To get some insight into the most profitable land use in semi-arid areas we did a cost-benefit analysis of the two systems: game ranching and a subsistence pastoral system. Obviously, the area of land involved is relevant to this analysis. Furthermore, the shape of the property will affect certain costs, particularly fencing. We proceeded by considering square properties.
The optimization problem discussed earlier can be formulated with the area of a ranch used as a parameter. A number of additional constraints are necessary in this formulation. For example, we stipulated that the ranch must be at least 40 square kilometers before white rhino could be introduced. With this formulation, maximal revenue from hunting (both trophy and meat hunting), can be determined as a function of ranch area.
There are a number of other sources of revenue for game ranches such as entrance fees, accommodation and food sales. There are also a number of costs. Some costs such as fencing and road maintenance depend on the size of the property, while other costs are fixed. Costs and revenue from non-hunting sources are difficult to quantify without making a huge number of assumptions about the specific ranch such as the availability of water. We therefore proceeded by collecting data.
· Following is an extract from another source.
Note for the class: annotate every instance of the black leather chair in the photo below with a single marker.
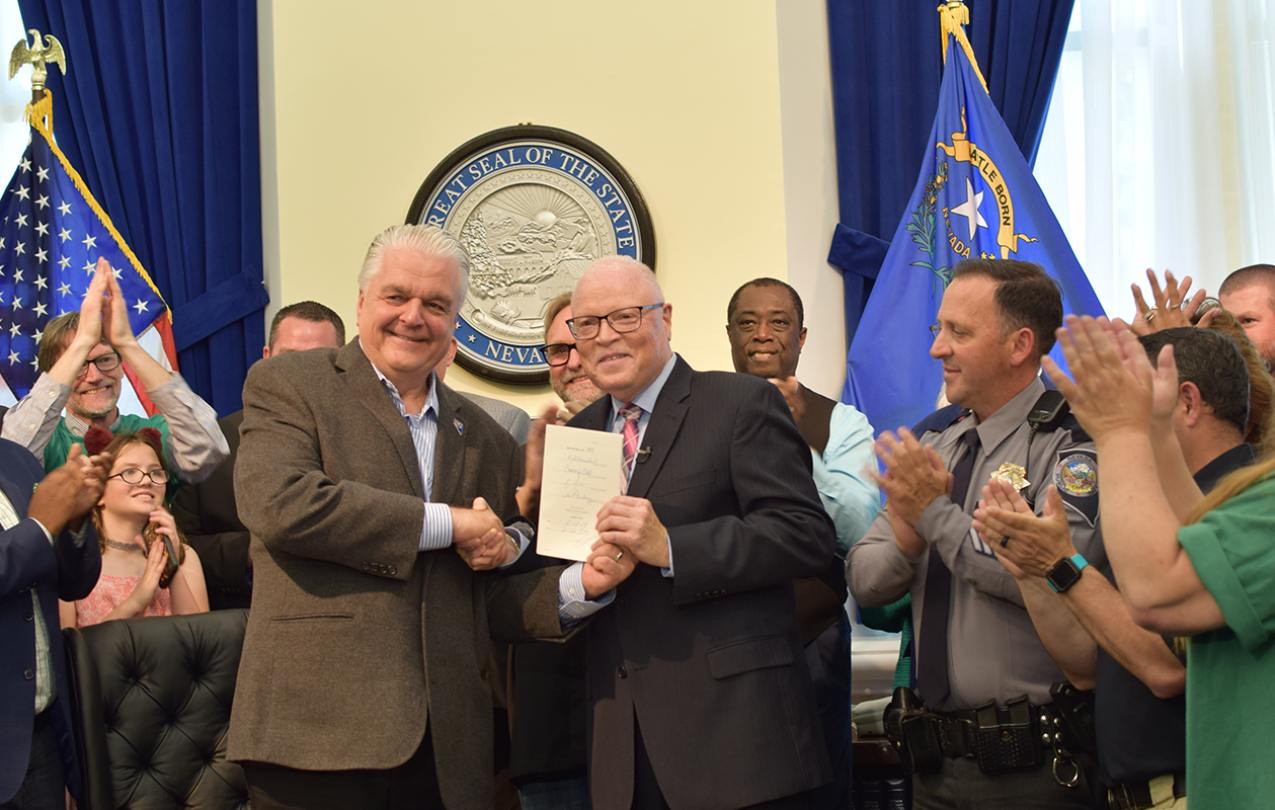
(152, 706)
Constrained by the time frame of the project, we were able to collect data on 15 game ranches and game reserves in the province of KwaZulu-Natal. A detailed inspection of these data, some regression analysis and other calculations followed. Finally, the hunting revenue was included in these calculations to yield profit as a function of property size. The profit curve rises quite sharply when the area of the property is large enough to accommodate the larger animals such as buffalo and eventually white rhino.
A similar cost-benefit analysis of a subsistence pastoral system was undertaken. A number of non-marketable benefits from the system had to be given an economic value. For example, in many remote regions it is not possible to market the milk produced. This milk, however, is an important food for households, and they would have to pay a premium price for its replacement. Cattle are also used as draft power both for transport and for plowing fields. These systems have very few fixed costs so profit can be obtained from relatively small areas of land. The profit curve, however, is almost linear. The results show that game ranches are clearly more profitable than pastoral systems for property sizes in excess of 20 square kilometers (Tomlinson, [1998]).
The Makasa Nature Reserve
While the profit motive is important, it is not an overriding factor. Until recently the South African government owned the land now known as the Makasa Nature Reserve. On the southern border of the reserve is the communally owned land of the Makasa Tribe. The fence on this border had begun to disintegrate, and the Makasa community began harvesting resources from the area and using the land for grazing their cattle. Nkosi Gumede, leader of the Makasa Tribe, then made a request that control of the land be transferred to the Makasa Tribe in order to establish a Tribal Conservation area on the land (Goodman and Blok, [1996]). However, control of the land was placed in the hands of the Natal Parks Board who attempted to establish a conservation initiative that provided tangible benefits to the Makasa Tribe. This tribe was the original owner of the land on which the reserve had been established (Goodman and Blok, [1996]). A management committee was established for the reserve with equal representation from the community and from the Natal Parks Board. Funding was obtained from the Green Trust to pay for the initial management costs of the reserve.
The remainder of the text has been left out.